I came up with today's Reset idea because I am hearing that a couple of investment banks are putting together "opportunity" funds to purchase distressed shipping loans, and perhaps even dry bulk and container ships outright. Now, I'm the first one to lambaste brokers when they hawk "hot" stocks or sectors right at the top (e.g. during the dotcom craze) and should applaud this latest move, as it is happening after a precipitous drop (see charts of ship charter rates and vessel prices below).
On the face of it, now should be a great time to invest in shipping, kick back and wait for the cycle to turn. Aaah, but... what if this is, in fact, The Great Reset?

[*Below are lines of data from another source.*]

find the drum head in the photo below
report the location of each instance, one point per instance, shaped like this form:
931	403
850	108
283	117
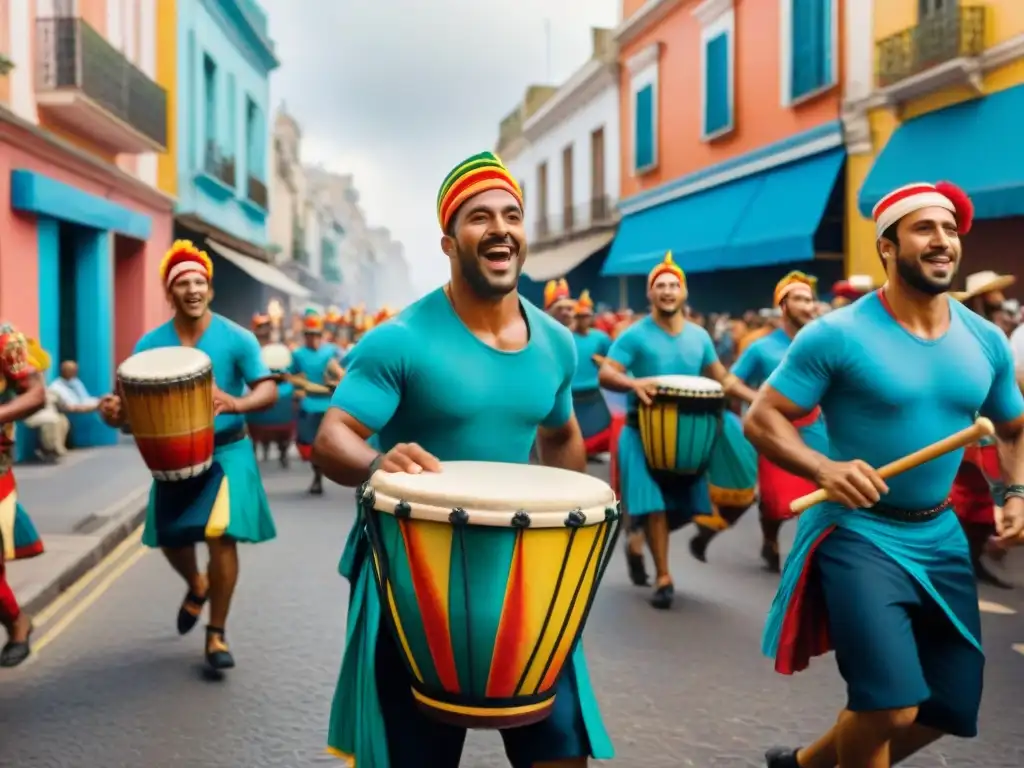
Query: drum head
492	493
276	356
164	364
697	384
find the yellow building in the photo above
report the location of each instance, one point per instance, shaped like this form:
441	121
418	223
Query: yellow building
935	91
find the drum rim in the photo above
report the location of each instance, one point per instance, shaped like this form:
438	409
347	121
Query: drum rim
576	517
206	368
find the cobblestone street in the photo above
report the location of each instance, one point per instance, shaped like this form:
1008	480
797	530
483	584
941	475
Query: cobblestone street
117	687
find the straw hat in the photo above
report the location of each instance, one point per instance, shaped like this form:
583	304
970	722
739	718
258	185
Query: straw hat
982	283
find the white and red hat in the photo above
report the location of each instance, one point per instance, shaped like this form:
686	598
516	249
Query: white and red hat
899	203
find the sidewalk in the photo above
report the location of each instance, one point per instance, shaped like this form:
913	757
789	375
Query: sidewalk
83	508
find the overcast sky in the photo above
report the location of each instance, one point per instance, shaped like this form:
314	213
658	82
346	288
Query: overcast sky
397	91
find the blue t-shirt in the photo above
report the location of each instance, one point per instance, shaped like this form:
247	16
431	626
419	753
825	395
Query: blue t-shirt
236	355
423	377
646	349
312	364
589	344
886	393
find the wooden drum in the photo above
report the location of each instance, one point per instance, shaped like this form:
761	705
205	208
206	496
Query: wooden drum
486	573
168	402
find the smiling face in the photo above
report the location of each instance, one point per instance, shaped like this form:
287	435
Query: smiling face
927	252
190	295
667	295
486	243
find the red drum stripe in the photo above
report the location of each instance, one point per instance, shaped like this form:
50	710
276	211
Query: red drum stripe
432	613
179	452
508	660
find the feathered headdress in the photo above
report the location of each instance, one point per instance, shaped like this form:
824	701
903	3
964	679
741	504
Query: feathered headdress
184	258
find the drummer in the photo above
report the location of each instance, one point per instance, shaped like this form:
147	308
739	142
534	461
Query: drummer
883	573
436	383
275	425
591	410
558	302
796	297
317	364
186	274
663	343
22	393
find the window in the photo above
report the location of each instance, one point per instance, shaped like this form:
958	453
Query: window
810	45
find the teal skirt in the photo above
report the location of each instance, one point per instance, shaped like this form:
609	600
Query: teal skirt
226	502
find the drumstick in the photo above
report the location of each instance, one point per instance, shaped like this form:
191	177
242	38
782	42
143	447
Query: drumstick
981	428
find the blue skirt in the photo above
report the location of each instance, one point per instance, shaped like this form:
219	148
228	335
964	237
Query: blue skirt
681	498
228	501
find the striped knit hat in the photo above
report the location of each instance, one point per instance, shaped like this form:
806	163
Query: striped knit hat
472	176
668	266
899	203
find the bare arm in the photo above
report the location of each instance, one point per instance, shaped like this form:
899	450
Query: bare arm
730	382
562	446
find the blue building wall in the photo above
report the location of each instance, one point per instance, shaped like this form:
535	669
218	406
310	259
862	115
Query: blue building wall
231	35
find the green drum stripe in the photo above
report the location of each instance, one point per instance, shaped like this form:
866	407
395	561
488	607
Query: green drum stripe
487	557
404	599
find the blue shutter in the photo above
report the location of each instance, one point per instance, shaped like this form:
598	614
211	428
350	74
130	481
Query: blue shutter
812	54
717	108
644	127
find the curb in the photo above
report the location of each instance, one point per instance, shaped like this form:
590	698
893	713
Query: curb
122	523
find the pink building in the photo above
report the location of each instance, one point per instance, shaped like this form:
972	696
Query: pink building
82	223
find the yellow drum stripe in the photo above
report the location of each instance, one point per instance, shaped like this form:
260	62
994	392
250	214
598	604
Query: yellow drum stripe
552	546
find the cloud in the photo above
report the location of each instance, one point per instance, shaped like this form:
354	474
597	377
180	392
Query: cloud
396	92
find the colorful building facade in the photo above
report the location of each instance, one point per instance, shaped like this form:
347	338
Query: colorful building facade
944	95
83	225
732	147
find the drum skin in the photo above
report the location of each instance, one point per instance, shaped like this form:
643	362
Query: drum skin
679	430
486	615
170	410
732	472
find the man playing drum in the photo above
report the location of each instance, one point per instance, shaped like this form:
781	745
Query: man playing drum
22	393
795	296
470	372
663	343
241	505
882	573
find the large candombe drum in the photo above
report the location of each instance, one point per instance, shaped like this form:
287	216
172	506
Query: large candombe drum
487	572
681	426
168	401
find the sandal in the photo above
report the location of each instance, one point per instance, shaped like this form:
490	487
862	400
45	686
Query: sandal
218	657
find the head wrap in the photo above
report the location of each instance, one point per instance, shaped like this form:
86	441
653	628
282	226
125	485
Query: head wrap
585	305
312	323
184	258
477	174
899	203
555	291
668	266
792	281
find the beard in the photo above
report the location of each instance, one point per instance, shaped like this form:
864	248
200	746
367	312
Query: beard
911	272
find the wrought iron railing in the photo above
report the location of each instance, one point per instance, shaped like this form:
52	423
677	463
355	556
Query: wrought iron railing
597	212
936	39
70	54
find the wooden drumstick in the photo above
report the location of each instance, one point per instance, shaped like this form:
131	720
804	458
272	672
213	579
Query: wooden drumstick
981	428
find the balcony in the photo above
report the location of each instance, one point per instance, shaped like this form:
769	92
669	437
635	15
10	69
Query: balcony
598	213
935	53
87	87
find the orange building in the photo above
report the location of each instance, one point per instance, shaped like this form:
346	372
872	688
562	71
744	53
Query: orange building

Consider just this: Americans are the world's biggest consumers. With just 5% of the population they go through 25-30% of it's resources, from crude oil to copper.. and autos, sneakers, t-shirts and La-Z-Boy recliners. They have lately started saving again, reversing a three decade decline in the personal saving rate (see chart below).
An increase in saving means a decline in consumption and results in a much bigger backlash for shipping today than any other time in history, since so much US and EU manufacturing has been off-shored to China. A prolonged period of increased saving, therefore, will spell trouble for shipping for a long, long time.
Thus, the "opportunity" may be nothing of the sort - it may, in fact, be just another money trap.